第21話 三人視点リィナのデザイン
【三人それぞれの視点:リィナの服デザイン騒動】
--- セシリア視点 ---
(……ちょっと待って? なにこの布の量……)
セシリアはリィナが描き出したスケッチを覗き込み、絶句していた。リィナは真剣な顔で、淡々と下着と服のデザインを描いていく。その内容たるや、胸元が大きく開き、スリットは太ももどころか腰骨まで到達しそうな、**とても貴族の前では着られない代物**だった。
「リィナ、それ……誰が着る想定なの?」
「私です。自己最適化の一環として、最も評価が高かったデザインを抽出しました」
「評価って、どこの評価基準よ!」
スケッチの片隅にはなぜか「※皇宮舞踏会参加時・男性陣の視線集中率98.4%」と書いてあった。 セシリアは、わなわなと肩を震わせながら、スケッチブックをそっと閉じた。
--- ミリ視点 ---
「ぶっははははは!! なっ、なんだそりゃあ!? 戦う気ゼロじゃねーか!!」
ミリは腹を抱えて笑い転げていた。リィナの描いたデザインは、ドワーフ鍛冶師の常識を遥かにぶち抜いていた。ヒラヒラ、ピタピタ、スケスケ。全部のせだった。

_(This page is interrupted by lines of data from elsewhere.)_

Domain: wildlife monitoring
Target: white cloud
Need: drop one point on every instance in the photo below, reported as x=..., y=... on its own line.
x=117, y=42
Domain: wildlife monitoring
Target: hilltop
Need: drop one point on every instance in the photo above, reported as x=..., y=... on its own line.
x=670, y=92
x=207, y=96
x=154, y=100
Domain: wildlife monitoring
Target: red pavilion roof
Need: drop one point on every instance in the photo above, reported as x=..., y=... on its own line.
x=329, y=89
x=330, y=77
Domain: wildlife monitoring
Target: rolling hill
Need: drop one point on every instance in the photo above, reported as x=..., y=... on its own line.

「お、おい兄貴! この子マジで着る気だぞ!? いったいどんな趣味教育してんだよ!」
「してないしてない! 僕じゃない! リィナの中のデータで勝手に……!」
「ハァ~~、たまんねえなこれ。もうちょっと見せてくれ、な?」
「ミリ、やめて。セシリアが怒る」
「怒ってねーよ、もう呆れてんだよ……」
--- リィナ視点 ---
(分析完了。現在の砦には服の在庫ゼロ。対応が必要)
リィナは内蔵されたデータベースを走査し、アルケストラ帝国時代の侍女服デザインを高速で再構築した。意匠性、素材指定、動作補助の考慮。完璧だ。

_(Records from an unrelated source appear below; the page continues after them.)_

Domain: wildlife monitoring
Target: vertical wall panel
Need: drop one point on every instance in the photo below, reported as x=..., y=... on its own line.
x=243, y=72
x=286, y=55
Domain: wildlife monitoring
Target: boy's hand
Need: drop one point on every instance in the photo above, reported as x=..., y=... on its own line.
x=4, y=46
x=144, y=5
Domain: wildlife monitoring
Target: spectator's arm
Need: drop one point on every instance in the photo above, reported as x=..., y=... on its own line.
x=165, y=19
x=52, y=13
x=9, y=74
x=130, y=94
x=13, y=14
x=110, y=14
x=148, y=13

「ご主人様。こちらが私の着用予定衣装となります。ご確認を」
「お、おう……」
リィナは小首を傾げた。なぜ皆、顔を赤らめたり、笑ったり、困惑したりするのだろう?
帝国時代はこれが標準だったはずだ。視線集中率98.4%。高評価デザインである。
「……まさか、これが時代遅れだったのでしょうか?」
しゅんと肩を落としたリィナを見て、ミリがついに笑い死にしかけた。